— En tout cas, ce n’est pas Fizban, répondit le kender d’un air malheureux, les yeux obstinément baissés.
Le vieillard sourit et lui caressa la tête. Il voulut le prendre par le menton, mais Tass se raidit.
— Jusqu’à maintenant, ça n’était pas Fizban, murmura le vieillard.
— Alors comment t’appelles-tu ? demanda Tass du bout des lèvres.
— J’ai plusieurs noms, répondit le vieillard. Chez les elfes, je suis E’li. Les nains me nomment Thak. Pour les humains je suis Feuille de Ciel. Mais celui que je préfère, c’est Draco Paladin, comme m’appellent les Chevaliers de Solamnie.
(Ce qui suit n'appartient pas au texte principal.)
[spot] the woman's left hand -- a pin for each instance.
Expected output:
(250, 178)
— Je le savais ! grogna Tass, se jetant à terre. Un dieu ! J’ai perdu tous mes amis ! Je n’ai plus personne ! dit-il en sanglotant.
Le vieillard le regarda un moment avec douceur, et essuya ses larmes.
— Écoute, mon garçon, dit-il le prenant enfin par le menton. Vois-tu l’étoile rouge qui brille au-dessus de nous ? Sais-tu à quel dieu elle est vouée ?
— À Reorx, répondit Tass d’une petite voix.
— L’étoile est rouge comme le feu de sa forge, dit le vieil homme. Rouge comme les étincelles qui jaillissent sous son marteau lorsqu’il modèle le monde sur son enclume. Près de la forge de Reorx se dresse un arbre d’une beauté inégalée. Sous cet arbre est assis un vieux nain râleur qui se repose après des années de labeur. Une chope de bière fraîche à la main, il réchauffe ses vieux os au feu de la forge. Sous cet arbre, il passe ses journées à sculpter le bois. Il y a toujours quelqu’un qui s’arrête pour lui parler.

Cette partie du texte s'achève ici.